A quick overview of the additional features spew provides over the built-in
printing facilities for Go data types are as follows:
* Pointers are dereferenced and followed
* Circular data structures are detected and handled properly
* Custom Stringer/error interfaces are optionally invoked, including
on unexported types
* Custom types which only implement the Stringer/error interfaces via
a pointer receiver are optionally invoked when passing non-pointer
variables
* Byte arrays and slices are dumped like the hexdump -C command which
includes offsets, byte values in hex, and ASCII output (only when using
Dump style)
There are two different approaches spew allows for dumping Go data structures:
* Dump style which prints with newlines, customizable indentation,
and additional debug information such as types and all pointer addresses
used to indirect to the final value
* A custom Formatter interface that integrates cleanly with the standard fmt
package and replaces %v, %+v, %#v, and %#+v to provide inline printing
similar to the default %v while providing the additional functionality
outlined above and passing unsupported format verbs such as %x and %q
along to fmt
Quick Start
This section demonstrates how to quickly get started with spew. See the
sections below for further details on formatting and configuration options.
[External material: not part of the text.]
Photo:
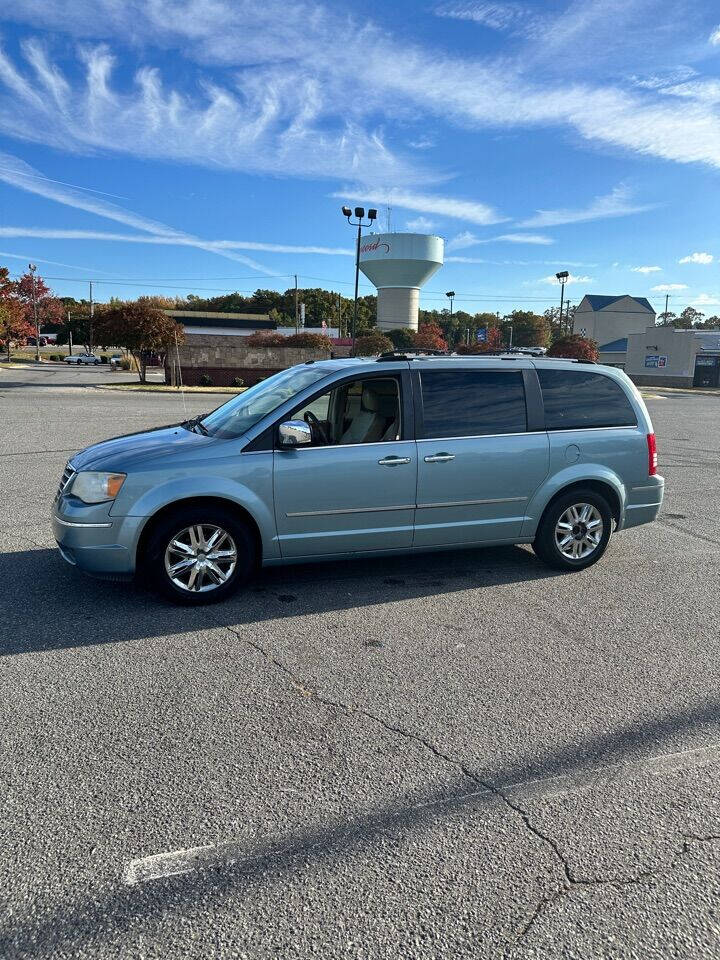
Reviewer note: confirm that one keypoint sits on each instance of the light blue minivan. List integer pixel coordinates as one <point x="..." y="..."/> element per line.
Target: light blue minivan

To dump a variable with full newlines, indentation, type, and pointer
information use Dump, Fdump, or Sdump:
spew.Dump(myVar1, myVar2, ...)
spew.Fdump(someWriter, myVar1, myVar2, ...)
str := spew.Sdump(myVar1, myVar2, ...)
Alternatively, if you would prefer to use format strings with a compacted inline
printing style, use the convenience wrappers Printf, Fprintf, etc with
%v (most compact), %+v (adds pointer addresses), %#v (adds types), or
%#+v (adds types and pointer addresses):
spew.Printf("myVar1: %v -- myVar2: %+v", myVar1, myVar2)
spew.Printf("myVar3: %#v -- myVar4: %#+v", myVar3, myVar4)
spew.Fprintf(someWriter, "myVar1: %v -- myVar2: %+v", myVar1, myVar2)
spew.Fprintf(someWriter, "myVar3: %#v -- myVar4: %#+v", myVar3, myVar4)
Configuration Options
Configuration of spew is handled by fields in the ConfigState type. For
convenience, all of the top-level functions use a global state available
via the spew.Config global.
It is also possible to create a ConfigState instance that provides methods
equivalent to the top-level functions. This allows concurrent configuration
options. See the ConfigState documentation for more details.
The following configuration options are available:
* Indent
String to use for each indentation level for Dump functions.
It is a single space by default. A popular alternative is "\t".
* MaxDepth
Maximum number of levels to descend into nested data structures.
There is no limit by default.
* DisableMethods
Disables invocation of error and Stringer interface methods.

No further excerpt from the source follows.